Duncan did not remember all the oaths of the Hebrides fishermen he had learned as a boy, but he recalled enough of them to practice on McGregor, in the coarse Gaelic of the islands. He was invoking the glaistig, the uruisg, and the one-eyed direach, vile supernatural creatures all, when the ragged old Scot, eyes round with surprise and dread, clamped a hand over his mouth and pulled him from his assailant’s arms.

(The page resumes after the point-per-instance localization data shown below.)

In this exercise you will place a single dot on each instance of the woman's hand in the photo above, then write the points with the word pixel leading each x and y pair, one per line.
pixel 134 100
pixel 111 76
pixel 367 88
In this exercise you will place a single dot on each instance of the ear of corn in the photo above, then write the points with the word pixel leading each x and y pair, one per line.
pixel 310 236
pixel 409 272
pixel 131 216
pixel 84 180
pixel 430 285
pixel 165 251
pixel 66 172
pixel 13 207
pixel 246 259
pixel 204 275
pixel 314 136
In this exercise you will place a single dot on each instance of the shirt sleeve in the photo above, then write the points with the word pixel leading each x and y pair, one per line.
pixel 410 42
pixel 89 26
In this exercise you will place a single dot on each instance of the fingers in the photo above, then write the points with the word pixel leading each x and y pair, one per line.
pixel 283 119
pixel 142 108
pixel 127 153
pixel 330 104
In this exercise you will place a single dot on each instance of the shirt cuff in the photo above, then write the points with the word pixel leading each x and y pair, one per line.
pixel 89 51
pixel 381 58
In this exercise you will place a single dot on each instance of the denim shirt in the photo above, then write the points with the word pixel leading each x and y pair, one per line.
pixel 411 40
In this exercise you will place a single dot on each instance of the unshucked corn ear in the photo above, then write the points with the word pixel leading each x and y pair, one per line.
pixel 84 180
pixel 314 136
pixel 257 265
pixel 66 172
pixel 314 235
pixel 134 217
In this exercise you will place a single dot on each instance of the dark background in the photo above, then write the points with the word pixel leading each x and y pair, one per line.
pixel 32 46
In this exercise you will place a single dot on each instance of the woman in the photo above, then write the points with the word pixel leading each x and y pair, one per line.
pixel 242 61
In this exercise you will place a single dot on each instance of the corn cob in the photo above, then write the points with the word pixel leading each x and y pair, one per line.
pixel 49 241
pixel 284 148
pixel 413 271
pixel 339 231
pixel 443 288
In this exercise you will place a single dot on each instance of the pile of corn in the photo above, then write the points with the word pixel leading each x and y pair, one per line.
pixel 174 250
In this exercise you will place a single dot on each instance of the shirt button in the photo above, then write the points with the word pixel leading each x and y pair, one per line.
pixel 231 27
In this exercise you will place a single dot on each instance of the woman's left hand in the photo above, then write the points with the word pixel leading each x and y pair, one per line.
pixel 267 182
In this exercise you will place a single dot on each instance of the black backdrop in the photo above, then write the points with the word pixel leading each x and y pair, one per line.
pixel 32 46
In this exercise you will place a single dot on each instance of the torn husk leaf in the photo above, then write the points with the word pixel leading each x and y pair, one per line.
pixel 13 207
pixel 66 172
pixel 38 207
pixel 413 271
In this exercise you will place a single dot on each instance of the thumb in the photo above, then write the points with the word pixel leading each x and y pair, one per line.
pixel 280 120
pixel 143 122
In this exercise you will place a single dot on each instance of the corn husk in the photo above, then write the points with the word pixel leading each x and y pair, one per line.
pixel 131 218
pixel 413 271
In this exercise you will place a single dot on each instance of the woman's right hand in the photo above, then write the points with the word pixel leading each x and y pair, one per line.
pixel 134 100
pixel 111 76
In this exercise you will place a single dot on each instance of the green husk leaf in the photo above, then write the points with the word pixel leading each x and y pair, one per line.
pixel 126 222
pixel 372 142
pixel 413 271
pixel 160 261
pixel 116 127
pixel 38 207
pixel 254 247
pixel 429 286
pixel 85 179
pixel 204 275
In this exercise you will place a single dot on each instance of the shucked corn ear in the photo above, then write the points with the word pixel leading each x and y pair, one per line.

Duncan pushed the hand away. “The English don’t conquer us by killing us. All they have to do is play to the fears and suspicions that have kept Scots killing one another for centuries,” he said in a simmering voice. He reached into his pocket, extracting the piece of folded newsprint Lister had found in Evering’s cabin. “I came from no barracks,” he stated as he handed the paper to McGregor.
The old Scot bared his teeth like an angry dog, but took the paper and leaned into a lantern.
“Whatever you may think about me,” Duncan said, “you know Adam was one of you. He told something to Evering and Evering died for it. A secret about the Company. Perhaps Adam himself died for it.”
“Death to spies!” came an unsteady, boyish voice from the shadows.
McGregor, ignoring the cry, stroked his red beard. “What are ye saying, McCallum?”
Duncan spat more of the filth from his mouth and lowered himself onto a low pile of ballast bricks. “How many of you were taken out of court together?”
The nail, moving toward his throat again, was halted by McGregor’s outstretched arm. “I was alone, the only one taken from me town,” the red-bearded man said.
“I think everyone was,” Duncan said. No one refuted him. “They sought only certain types. Not just those with backs strong enough for seven years’ labor.”
“To what end?”
“To an end Adam glimpsed. We are not going there just to build some rich man’s town. Where were you taken?” Duncan asked. “Where were each of you ordered into the Company?”
“Dunkeld,” McGregor grunted, and nudged the man beside him.